The interview was a "group interview" with me, the manager, and two young guys also applying for the job. The interview as basically just a sales pitch. The guy pulled out the set of knives we were supposed to be selling (this is the first time the company actually revealed their product, btw) and began to demonstrate with them. First, he gave each of the guys knives--clearly very sharp knives--without cautioning them against cutting themselves. Then, he gave me, the only woman, a pie server thing, clearly not sharp at all, and says "Now be careful with that, honey, it's sharp" Right. Ignoring that, I continued listening to his sales pitch/"interview." He then got out a fishing knife and, looking directly at me, said "Now, I know you girls don't like fishing, but this knife would be used to de-bone the fish" What? After putting up with more blatantly sexist comments from this guy, he asked us each to come in to his office separately. When it was my turn, he asked me if I was over 18 and a US citizen. When I said yes, he held out his hand and was like "Welcome to the team!" Wait, what? You don't know anything about me. I could be a crazy psychopath and you're about to give me knives. I stammered something about how I was going to have to think it over, and left. I never called them back, and luckily, they never tried to contact me. The next time I was home for another vacation, I noticed that the company was no longer located in the same building--I don't know if they left completely or simply moved to another building in town, but they certainly didn't stay in the same place for long.

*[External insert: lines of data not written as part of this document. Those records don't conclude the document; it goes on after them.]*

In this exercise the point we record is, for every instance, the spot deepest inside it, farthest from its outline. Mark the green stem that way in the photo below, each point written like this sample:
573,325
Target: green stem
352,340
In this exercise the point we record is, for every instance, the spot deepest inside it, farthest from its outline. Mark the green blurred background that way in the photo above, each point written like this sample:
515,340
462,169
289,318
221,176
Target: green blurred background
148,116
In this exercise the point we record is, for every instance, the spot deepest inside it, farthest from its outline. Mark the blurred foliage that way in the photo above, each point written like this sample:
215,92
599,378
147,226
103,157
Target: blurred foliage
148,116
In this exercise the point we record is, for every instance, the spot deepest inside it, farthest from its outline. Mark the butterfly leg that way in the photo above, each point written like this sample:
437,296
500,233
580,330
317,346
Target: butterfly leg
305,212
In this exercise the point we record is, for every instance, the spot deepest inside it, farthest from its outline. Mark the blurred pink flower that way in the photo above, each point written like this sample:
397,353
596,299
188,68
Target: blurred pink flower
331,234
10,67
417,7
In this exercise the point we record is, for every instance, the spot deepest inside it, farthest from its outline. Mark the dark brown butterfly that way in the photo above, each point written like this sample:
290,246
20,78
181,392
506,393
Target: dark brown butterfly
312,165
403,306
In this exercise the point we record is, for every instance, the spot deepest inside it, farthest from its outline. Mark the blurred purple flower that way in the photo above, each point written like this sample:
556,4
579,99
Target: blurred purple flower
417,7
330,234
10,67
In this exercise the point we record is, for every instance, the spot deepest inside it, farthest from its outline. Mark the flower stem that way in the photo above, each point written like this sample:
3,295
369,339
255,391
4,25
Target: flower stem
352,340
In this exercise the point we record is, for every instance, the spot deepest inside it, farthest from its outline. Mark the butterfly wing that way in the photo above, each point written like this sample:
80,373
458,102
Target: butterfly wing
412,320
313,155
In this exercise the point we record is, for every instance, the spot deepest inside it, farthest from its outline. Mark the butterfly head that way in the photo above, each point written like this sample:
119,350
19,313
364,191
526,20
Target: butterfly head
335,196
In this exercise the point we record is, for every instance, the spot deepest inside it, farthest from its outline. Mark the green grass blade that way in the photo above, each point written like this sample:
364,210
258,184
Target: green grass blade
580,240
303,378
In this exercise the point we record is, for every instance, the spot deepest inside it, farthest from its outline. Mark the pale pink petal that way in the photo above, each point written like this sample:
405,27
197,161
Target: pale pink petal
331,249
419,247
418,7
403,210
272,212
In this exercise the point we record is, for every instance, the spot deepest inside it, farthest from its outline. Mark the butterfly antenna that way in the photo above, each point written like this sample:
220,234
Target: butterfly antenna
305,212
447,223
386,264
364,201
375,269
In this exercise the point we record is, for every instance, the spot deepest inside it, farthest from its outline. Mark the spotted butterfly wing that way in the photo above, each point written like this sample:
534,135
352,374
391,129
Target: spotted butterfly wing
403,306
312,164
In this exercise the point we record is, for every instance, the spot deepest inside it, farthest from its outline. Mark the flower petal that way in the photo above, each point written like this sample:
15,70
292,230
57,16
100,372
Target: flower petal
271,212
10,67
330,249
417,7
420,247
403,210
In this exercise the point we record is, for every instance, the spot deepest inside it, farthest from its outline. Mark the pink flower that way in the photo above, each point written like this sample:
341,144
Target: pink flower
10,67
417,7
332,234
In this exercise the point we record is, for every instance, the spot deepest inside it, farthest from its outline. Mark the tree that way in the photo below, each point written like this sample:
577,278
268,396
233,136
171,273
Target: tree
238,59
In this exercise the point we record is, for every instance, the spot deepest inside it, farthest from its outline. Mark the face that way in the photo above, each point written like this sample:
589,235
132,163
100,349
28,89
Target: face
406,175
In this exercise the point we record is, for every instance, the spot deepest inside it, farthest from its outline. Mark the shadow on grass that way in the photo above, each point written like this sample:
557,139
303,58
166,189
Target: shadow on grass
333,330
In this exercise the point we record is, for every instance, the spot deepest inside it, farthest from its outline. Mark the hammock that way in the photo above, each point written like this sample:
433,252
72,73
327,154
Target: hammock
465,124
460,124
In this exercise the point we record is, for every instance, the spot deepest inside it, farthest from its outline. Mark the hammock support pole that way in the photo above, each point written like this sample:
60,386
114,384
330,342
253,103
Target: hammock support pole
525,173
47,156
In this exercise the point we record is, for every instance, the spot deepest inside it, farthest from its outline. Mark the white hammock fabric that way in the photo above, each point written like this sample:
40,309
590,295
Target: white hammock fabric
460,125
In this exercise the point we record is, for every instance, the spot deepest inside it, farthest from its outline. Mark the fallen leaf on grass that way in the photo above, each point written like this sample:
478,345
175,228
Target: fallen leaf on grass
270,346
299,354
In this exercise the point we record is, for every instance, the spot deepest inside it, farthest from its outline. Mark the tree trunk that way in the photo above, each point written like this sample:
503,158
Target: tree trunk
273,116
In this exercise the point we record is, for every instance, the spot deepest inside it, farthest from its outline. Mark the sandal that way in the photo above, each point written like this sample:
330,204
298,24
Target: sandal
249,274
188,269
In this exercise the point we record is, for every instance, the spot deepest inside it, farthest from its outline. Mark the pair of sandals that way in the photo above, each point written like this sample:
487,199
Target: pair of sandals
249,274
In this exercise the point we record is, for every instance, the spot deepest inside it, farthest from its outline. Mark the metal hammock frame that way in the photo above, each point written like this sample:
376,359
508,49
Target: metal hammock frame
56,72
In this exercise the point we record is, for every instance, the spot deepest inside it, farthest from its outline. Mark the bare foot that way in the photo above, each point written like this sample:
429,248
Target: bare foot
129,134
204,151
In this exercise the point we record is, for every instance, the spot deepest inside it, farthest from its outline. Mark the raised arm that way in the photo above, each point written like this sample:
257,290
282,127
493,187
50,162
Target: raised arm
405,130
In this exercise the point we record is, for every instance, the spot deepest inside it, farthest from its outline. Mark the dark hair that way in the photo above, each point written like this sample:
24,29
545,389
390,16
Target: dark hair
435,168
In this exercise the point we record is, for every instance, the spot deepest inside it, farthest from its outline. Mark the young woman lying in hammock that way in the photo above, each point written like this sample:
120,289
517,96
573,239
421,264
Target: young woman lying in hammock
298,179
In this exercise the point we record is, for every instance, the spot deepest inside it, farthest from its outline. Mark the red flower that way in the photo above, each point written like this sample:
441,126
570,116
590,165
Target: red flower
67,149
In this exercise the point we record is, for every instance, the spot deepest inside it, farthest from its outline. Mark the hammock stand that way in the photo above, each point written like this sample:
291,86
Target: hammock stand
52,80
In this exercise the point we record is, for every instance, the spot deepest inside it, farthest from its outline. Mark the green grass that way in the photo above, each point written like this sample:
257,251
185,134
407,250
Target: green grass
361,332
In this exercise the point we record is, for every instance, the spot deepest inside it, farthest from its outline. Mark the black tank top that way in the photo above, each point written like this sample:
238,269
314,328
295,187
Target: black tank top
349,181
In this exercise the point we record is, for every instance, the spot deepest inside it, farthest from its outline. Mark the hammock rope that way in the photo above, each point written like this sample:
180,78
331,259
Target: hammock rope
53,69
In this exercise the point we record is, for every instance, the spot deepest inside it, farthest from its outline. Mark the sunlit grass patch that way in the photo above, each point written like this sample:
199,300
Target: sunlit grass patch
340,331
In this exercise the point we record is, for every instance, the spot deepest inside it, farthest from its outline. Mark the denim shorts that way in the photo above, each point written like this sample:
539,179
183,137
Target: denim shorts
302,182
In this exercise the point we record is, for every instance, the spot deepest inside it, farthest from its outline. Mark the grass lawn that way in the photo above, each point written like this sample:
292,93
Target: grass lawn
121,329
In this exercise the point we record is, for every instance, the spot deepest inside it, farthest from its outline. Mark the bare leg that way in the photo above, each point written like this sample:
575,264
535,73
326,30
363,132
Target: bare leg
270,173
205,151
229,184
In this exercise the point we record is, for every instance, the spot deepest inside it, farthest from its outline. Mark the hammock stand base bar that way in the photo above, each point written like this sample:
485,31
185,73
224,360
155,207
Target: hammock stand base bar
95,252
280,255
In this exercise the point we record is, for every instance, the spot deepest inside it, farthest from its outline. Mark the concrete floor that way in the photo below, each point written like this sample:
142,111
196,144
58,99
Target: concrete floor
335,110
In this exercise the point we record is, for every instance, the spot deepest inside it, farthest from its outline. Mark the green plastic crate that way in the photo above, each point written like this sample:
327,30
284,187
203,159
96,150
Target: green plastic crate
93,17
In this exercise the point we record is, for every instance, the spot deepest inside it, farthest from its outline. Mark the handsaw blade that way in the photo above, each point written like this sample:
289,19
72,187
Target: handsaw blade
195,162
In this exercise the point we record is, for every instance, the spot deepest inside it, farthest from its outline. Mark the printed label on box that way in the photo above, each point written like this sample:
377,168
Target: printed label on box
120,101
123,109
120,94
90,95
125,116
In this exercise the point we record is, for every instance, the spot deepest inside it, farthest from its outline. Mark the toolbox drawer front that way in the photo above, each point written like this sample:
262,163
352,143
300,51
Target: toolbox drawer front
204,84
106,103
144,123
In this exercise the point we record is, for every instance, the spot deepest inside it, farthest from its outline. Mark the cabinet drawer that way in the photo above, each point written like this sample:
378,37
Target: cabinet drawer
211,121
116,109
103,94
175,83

From what I garnered from this interview, the only way that you could possibly earn money from working at this company is if you knew a ton of people who don't mind dropping 800 bucks on poor-quality knife sets, which I certainly don't. They make you pay for your demonstration set out of pocket, and you have to find all of your clients yourself. If you don't sell knives, you don't get paid. I definitely dodged a bullet by not working for this company, and I would advise anyone else to do the same.